Cosmopolitan Islam Influence on Hip Hop

Illustration of "I Contact" Verses, by Wilson Qin

Illustration of “I Contact” Verses, by Wilson Qin

In the course material we discussed Islam influenced hip hop groups like Aki Nawaz and Propa-Gandhi of Fun-Da-Mental, who advocate “a certain Islamic orthopraxy, expressing total opposition to alcohol and drug usage” (Swendenburg 59). Nawaz characterizes the struggle against anti-racism as a militant struggle much like jihad, with a goal of uniting Asian, Afro-Caribbean and Islamic concerns in their music and statements. In particular shocking white people tends to be their style of music – making references to the “white devil” and also promoting Nation of Islam teachings in their lyrics (Swendenburg 61).

However, I would like to introduce a hip hop group I discovered in my musical listening journeys in recent past. They are an underground hip hop trio called Lunar Heights. They claim Rastafarian, Ethiopian, and Filipino roots. Although it is unclear they are all Muslim, their lyrics make frequent reference to Sufi mysticism, symbolism and struggle in suffering, which is at least Islam influenced. However, they take a completely different approach in getting their Islamic ties across.

From their song “I Contact” (see later in the post for the Youtube link) I have sampled some of their lyrics which I have chosen to illustrate with a sketch.
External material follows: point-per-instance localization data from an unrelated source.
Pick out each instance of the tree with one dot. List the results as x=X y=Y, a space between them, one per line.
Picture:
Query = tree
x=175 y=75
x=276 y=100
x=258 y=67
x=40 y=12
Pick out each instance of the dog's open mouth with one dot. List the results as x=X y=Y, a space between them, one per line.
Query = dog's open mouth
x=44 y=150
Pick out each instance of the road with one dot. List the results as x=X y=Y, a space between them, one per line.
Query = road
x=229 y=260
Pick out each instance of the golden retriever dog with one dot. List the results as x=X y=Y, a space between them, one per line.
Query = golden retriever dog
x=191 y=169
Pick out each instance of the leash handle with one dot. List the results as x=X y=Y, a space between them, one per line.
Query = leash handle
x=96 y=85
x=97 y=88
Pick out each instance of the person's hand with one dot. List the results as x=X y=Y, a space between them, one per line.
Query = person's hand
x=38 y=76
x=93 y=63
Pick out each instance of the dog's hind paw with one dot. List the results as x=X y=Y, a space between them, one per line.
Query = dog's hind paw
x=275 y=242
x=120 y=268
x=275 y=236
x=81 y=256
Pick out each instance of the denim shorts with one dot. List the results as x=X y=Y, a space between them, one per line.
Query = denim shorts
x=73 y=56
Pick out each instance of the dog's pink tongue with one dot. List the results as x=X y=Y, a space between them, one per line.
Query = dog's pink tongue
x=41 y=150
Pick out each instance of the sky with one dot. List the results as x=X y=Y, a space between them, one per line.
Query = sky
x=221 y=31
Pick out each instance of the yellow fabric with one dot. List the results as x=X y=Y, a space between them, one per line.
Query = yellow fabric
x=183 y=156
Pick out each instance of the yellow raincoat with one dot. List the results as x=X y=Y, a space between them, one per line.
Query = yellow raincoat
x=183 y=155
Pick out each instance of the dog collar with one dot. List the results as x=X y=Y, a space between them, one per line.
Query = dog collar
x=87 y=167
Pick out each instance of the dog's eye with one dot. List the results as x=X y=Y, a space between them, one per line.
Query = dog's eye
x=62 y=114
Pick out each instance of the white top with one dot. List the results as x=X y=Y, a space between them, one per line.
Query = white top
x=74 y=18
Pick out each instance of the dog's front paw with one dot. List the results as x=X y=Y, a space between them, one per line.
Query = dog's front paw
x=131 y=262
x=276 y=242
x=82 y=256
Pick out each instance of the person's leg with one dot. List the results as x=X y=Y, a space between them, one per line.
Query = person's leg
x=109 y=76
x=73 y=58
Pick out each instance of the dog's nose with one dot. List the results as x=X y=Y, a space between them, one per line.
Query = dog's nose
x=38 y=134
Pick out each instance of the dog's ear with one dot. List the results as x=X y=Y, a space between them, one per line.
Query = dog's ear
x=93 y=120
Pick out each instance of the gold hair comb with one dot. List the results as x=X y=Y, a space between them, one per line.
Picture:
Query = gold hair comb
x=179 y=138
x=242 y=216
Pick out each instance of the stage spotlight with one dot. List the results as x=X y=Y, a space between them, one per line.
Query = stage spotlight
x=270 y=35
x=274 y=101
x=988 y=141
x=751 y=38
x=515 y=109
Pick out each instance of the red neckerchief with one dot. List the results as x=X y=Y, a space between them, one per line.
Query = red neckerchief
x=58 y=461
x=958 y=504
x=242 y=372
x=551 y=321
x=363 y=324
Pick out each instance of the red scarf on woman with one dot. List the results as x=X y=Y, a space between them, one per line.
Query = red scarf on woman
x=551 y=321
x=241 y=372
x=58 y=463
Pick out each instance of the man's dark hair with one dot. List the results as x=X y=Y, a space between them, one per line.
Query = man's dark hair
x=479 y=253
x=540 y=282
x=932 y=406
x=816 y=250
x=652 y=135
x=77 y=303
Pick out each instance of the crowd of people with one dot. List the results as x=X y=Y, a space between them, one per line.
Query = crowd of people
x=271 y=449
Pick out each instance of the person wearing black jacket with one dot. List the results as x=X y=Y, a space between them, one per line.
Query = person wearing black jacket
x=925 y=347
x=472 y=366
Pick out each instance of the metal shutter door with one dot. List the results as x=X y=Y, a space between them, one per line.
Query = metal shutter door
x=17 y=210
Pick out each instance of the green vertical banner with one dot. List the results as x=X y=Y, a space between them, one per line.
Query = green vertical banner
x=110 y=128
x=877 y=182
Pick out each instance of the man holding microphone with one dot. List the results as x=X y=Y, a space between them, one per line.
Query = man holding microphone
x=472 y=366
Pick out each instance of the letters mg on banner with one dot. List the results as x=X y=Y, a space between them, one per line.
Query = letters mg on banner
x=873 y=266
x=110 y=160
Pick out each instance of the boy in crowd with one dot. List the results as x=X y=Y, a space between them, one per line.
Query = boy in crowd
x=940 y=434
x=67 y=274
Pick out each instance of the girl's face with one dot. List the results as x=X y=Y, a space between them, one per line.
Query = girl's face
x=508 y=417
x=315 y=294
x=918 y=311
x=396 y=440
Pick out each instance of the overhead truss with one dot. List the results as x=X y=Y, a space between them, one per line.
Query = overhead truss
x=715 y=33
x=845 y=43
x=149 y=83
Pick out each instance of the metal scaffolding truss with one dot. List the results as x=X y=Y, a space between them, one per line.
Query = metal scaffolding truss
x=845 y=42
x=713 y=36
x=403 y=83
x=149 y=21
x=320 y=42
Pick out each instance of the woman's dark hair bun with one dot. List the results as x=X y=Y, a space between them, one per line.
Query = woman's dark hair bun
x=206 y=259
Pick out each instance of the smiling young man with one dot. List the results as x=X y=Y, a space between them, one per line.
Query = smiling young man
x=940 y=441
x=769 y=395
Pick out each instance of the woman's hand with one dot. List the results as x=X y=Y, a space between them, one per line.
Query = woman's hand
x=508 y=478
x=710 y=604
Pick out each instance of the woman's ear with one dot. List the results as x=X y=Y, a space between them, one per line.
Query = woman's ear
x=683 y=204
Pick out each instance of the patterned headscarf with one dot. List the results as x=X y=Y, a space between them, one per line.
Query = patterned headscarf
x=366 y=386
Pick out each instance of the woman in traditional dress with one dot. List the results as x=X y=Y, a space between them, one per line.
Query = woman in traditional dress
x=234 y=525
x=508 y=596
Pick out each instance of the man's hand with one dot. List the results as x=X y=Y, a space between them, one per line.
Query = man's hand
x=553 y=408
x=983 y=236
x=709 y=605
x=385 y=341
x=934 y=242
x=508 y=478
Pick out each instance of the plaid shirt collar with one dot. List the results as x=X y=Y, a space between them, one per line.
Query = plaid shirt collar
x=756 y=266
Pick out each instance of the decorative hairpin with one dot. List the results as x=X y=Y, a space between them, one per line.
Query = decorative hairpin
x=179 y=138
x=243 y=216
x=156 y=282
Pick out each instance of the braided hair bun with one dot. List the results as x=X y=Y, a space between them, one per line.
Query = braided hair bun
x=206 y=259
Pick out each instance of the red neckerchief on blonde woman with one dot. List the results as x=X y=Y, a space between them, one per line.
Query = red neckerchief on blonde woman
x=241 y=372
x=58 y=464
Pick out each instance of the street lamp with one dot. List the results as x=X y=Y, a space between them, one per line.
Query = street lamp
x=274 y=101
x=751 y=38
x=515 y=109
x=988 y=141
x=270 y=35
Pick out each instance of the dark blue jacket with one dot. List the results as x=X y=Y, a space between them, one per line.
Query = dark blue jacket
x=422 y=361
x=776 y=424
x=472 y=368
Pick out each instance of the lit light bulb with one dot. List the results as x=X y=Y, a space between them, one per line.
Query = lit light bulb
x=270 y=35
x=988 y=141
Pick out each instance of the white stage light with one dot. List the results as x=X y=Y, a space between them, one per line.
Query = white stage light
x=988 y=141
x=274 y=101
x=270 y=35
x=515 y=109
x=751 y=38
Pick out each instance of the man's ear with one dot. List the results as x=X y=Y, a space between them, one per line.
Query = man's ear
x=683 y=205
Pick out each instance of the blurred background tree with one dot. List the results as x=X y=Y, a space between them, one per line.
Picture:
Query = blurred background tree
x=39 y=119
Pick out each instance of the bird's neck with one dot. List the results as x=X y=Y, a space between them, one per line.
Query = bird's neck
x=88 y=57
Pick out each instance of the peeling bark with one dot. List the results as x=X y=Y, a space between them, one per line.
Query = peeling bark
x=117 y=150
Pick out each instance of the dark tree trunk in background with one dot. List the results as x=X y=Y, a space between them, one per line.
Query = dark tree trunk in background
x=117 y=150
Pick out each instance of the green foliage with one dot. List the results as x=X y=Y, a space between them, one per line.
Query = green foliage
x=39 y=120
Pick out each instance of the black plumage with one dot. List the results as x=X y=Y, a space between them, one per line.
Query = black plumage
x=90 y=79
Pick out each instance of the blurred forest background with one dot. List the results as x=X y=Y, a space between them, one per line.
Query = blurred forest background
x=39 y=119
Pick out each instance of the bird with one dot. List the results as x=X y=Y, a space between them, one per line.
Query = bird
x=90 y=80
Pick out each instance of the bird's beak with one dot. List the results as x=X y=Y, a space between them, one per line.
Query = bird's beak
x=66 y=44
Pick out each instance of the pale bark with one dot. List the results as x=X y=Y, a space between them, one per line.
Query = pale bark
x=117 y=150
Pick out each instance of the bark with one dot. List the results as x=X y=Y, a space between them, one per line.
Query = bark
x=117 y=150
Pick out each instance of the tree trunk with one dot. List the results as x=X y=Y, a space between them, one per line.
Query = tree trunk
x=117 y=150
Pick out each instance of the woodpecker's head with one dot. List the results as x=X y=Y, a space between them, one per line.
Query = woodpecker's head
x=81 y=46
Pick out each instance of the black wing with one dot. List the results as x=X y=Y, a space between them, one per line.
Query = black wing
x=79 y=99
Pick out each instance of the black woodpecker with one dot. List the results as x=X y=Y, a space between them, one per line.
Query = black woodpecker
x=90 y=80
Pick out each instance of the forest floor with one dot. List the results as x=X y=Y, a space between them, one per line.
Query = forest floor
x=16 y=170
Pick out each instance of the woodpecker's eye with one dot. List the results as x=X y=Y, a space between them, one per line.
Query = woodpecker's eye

I can tell if you truly spiritual;
Got to buy spirit or something material;
Really though, you want to be a CEO?
I’d rather be a Sufi and let it all go!
No pain in suffering;
No pain in wondering
if we make it in this Babylon
Steps thundering
Jern Eye from the Tribe of Dan
Rep the Philippines as original man.

My illustration takes the verse, and embodies the Ethiopian/Abyssinian/Rastafarian flag colors in the background at the top (is the color match a coincidence?), while lining Filipino flag colors at the bottom.Their diverse ethnic makeup is a testament to the cosmopolitan influence of Islam and how it has spread historically. Ethiopia and former Abyssinia was touched by Islam when an envoy of Prophet Muhammad’s first followers migrated there in the 7th century and integrated themselves into the Abyssinian society.

In the center is a crescent moon which also acts as a dinner plate, surrounded by utensils, with the absent space of the crescent moon filled with sketches of material things, referencing Lunar Heights’ call that buying “spirit” – in this case alcohol, or excessively spending on something material is probably the opposite of spiritual. However, their lyrics “you want to be a CEO? I’d rather be a Sufi and let it all go!”, seems a far cry from shocking non Muslims and white people the militant way Aki Nawaz’s lyrics go. If anything this is a lament in the context of the 21st century of materialism and capitalism in the global society, when the pursuit of finding the intrinsic spiritual self and its relationship with God has become distracted by extrinsic trappings  – especially the cribs (houses), cars, jewelry and alcohol and drugs mainstream hip hop culture has glorified.